Investors are being harmed by public companies reporting earnings early on Twitter, making selective disclosure on Facebook, and other reckless uses of social media, regulators warn.
The Canadian Securities Administrators (CSA) published a staff notice on Thursday outlining the results of a regulatory review that looked at public companies’ use of various forms of social media. As a result of that review, the regulators are warning that investors may have suffered as a result of major stock price moves caused by disclosure made through social media, including early, selective, or misleading, disclosure.
For example, the CSA found firms making misleading statements, or linking to other sources of information — such as analyst reports — that were misleading. The CSA also found firms publishing “material forward-looking information,” such as revenue and earnings projections, on social media without ensuring the information was generally disclosed.
“Forward-looking information provides key information to market participants on future prospects and, as a result, it was not surprising to see significant share price increases in several cases when this information was selectively disclosed on social media,” the CSA’s report says, noting that regulators also found firms providing information about the timing for a new product launch, or making other significant announcements, only on social media.

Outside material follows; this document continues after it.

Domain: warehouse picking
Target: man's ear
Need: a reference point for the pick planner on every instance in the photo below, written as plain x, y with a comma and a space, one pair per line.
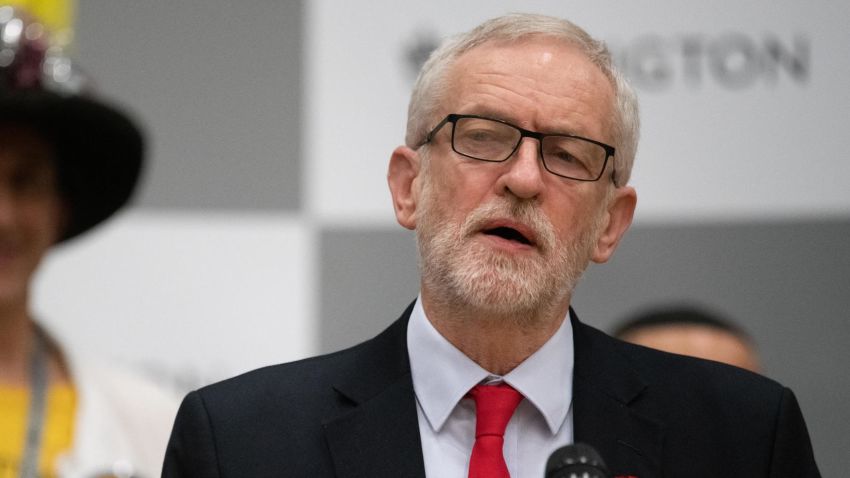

“We had concerns in all of these cases because some investors may have received the information and been aware of it when forming an investment decision, whereas other investors may not have been aware of the selective disclosure,” the CSA says.
In addition, regulators found firms making disclosure on social media without supplying adequate context when using non-GAAP financial measures, which could result in investors being misled.
“Our review revealed concerns about how issuers are using social media websites, including specific instances where deficient social media disclosure may have resulted in material stock price movements and investor harm,” says Louis Morisset, chairman of the CSA and president and CEO of the Autorité des marchés financiers, in a statement. “We expect issuers to adhere to high-quality disclosure practices, regardless of the venue of disclosure, and encourage issuers to implement a strong social media governance policy.”
The CSA reports that its review prompted 30% of issuers to improve their disclosure, including taking down social media postings, filing additional disclosure with regulators, and pledging to improve disclosure and governance practices.
The review, which was carried out in Alberta, Ontario, and Quebec, examined the social media disclosure of 111 issuers on various websites, including Facebook, Twitter, Instagram, YouTube and LinkedIn. It also reviewed company postings on corporate websites, blogs, and message boards.
The regulators found that 72% of companies are using social media, but that 77% of issuers “had not developed specific policies and procedures, which would promote internal governance and compliance with securities law in relation to their use of social media.
“Reporting issuers must constantly be aware of the securities reporting obligations that their social media activities may trigger, even if these activities are not directly intended to communicate with investors,” the CSA says. “Given that investment decisions are made on material information, it is critical for issuers to adhere to high quality disclosure practices regardless of the venue used for dissemination.”